One of my favorite things to teach was English grammar. It was always a challenge and it seemingly always led to some amazing discoveries in the classroom, as students thought they knew it well, but always learned something new. One of my favorite things to do was to show them that they may know how to use English grammar, but point out that they didn’t know why they knew how to use it. I would do this to make a point that the (native-speaking) teachers in their foreign language classes may not be able to explain succinctly the reasons behind “why.” That is, it would (hopefully) explain the “that’s just the way it is” response a student may receive from a teacher.
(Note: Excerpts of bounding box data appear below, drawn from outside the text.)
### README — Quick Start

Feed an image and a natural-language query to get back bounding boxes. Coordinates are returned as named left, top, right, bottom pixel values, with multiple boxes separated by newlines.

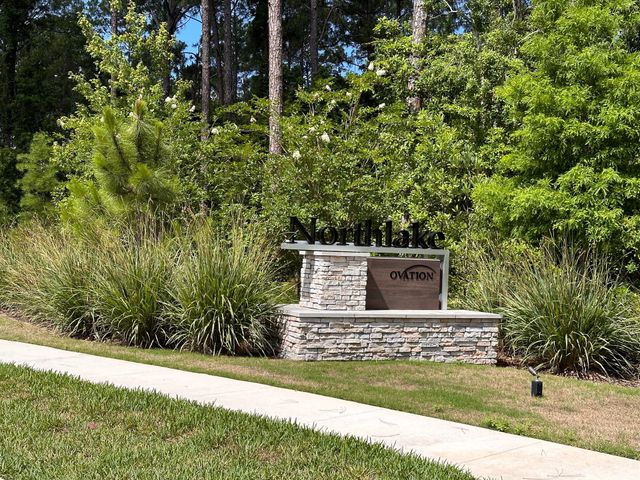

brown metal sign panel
left=366, top=257, right=441, bottom=310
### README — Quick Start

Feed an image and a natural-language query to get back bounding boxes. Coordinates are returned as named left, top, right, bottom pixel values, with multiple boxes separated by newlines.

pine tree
left=63, top=100, right=178, bottom=225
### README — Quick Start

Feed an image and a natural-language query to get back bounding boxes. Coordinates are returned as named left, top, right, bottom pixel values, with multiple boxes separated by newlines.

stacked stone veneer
left=300, top=251, right=369, bottom=310
left=281, top=305, right=500, bottom=364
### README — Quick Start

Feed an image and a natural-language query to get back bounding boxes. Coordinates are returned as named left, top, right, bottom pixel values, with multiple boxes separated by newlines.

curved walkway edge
left=0, top=340, right=640, bottom=480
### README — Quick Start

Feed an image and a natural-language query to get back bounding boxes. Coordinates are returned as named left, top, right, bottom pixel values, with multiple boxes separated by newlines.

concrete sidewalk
left=0, top=340, right=640, bottom=480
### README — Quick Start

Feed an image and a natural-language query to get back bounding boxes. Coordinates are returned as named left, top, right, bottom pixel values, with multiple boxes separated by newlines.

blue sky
left=176, top=12, right=201, bottom=61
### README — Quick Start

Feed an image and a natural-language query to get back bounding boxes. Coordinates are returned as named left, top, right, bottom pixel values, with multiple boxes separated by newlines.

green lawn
left=0, top=365, right=473, bottom=480
left=0, top=317, right=640, bottom=459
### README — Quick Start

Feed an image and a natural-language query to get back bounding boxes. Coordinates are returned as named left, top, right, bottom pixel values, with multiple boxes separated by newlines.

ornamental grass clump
left=91, top=224, right=177, bottom=347
left=0, top=218, right=286, bottom=354
left=0, top=223, right=96, bottom=338
left=168, top=222, right=283, bottom=354
left=464, top=244, right=640, bottom=377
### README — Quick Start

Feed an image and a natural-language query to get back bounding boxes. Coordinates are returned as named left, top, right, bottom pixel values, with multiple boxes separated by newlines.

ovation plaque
left=366, top=257, right=442, bottom=310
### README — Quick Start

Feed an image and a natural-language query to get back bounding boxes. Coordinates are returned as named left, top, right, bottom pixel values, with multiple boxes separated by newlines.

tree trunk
left=309, top=0, right=318, bottom=84
left=211, top=2, right=224, bottom=103
left=269, top=0, right=282, bottom=154
left=407, top=0, right=427, bottom=112
left=200, top=0, right=211, bottom=140
left=110, top=2, right=118, bottom=99
left=223, top=0, right=236, bottom=105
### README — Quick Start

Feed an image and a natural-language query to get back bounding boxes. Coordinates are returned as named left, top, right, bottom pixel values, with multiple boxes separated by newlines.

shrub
left=467, top=244, right=640, bottom=376
left=169, top=222, right=283, bottom=354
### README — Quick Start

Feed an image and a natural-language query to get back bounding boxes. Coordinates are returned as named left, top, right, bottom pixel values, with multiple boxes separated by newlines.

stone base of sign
left=281, top=305, right=500, bottom=364
left=300, top=251, right=369, bottom=310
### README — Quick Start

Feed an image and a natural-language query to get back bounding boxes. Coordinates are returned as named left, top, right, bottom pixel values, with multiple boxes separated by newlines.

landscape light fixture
left=529, top=367, right=542, bottom=397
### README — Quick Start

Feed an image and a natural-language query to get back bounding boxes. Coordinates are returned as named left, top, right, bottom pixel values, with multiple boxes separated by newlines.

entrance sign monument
left=281, top=217, right=500, bottom=364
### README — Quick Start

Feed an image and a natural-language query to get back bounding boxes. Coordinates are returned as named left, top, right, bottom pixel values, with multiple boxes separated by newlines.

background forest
left=0, top=0, right=640, bottom=375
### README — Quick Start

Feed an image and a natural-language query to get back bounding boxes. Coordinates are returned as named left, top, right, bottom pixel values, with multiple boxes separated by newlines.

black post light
left=529, top=367, right=542, bottom=397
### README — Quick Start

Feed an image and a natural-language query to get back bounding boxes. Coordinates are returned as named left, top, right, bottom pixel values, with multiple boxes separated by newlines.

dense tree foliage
left=0, top=0, right=640, bottom=272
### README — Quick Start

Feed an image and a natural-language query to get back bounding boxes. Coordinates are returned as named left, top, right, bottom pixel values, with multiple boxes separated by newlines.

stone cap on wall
left=280, top=304, right=502, bottom=320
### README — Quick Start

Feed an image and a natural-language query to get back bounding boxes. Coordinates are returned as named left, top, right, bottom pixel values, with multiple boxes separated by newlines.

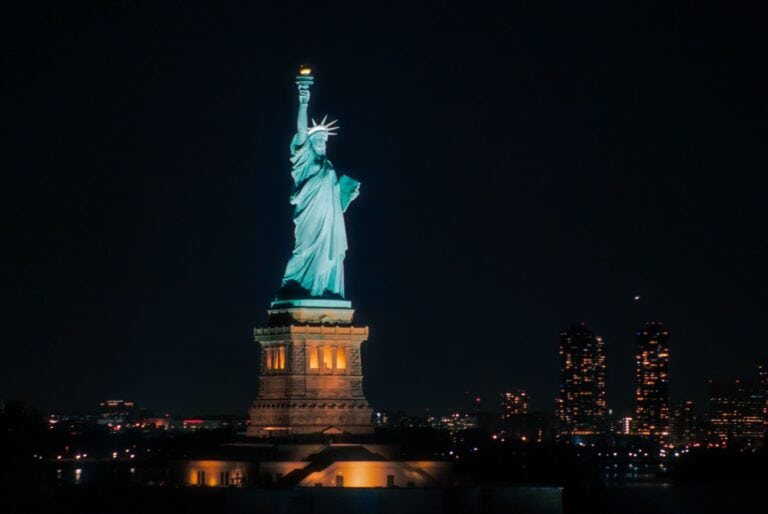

So, the example I would give to my students (in this example a lesson on adjectives) would be something like this:
Why do these sound weird to you?
She has on a cotton white lovely sweater.
He made a round big serving nice Spanish dish.
Nearly 100% of the time, after asking that question, I would get the response “that’s just the way it is,” and they would tell me the correct English grammar order of the adjectives. I would agree with them, but then tell them that there is actually a rule to be applied with adjectives – a rule of adjectival order. And that order is:
Opinion – Size – Shape – Color – Origin – Material – Use – Noun
lovely white cotton
nice big round Spanish serving
The students would get a big kick out of that, and I would tell them that they could now impress friends and family with their knowledge.
I guess the point I am really trying to make (and attempt to make all the time), is that learning can be fun. And when it is fun, learning happens.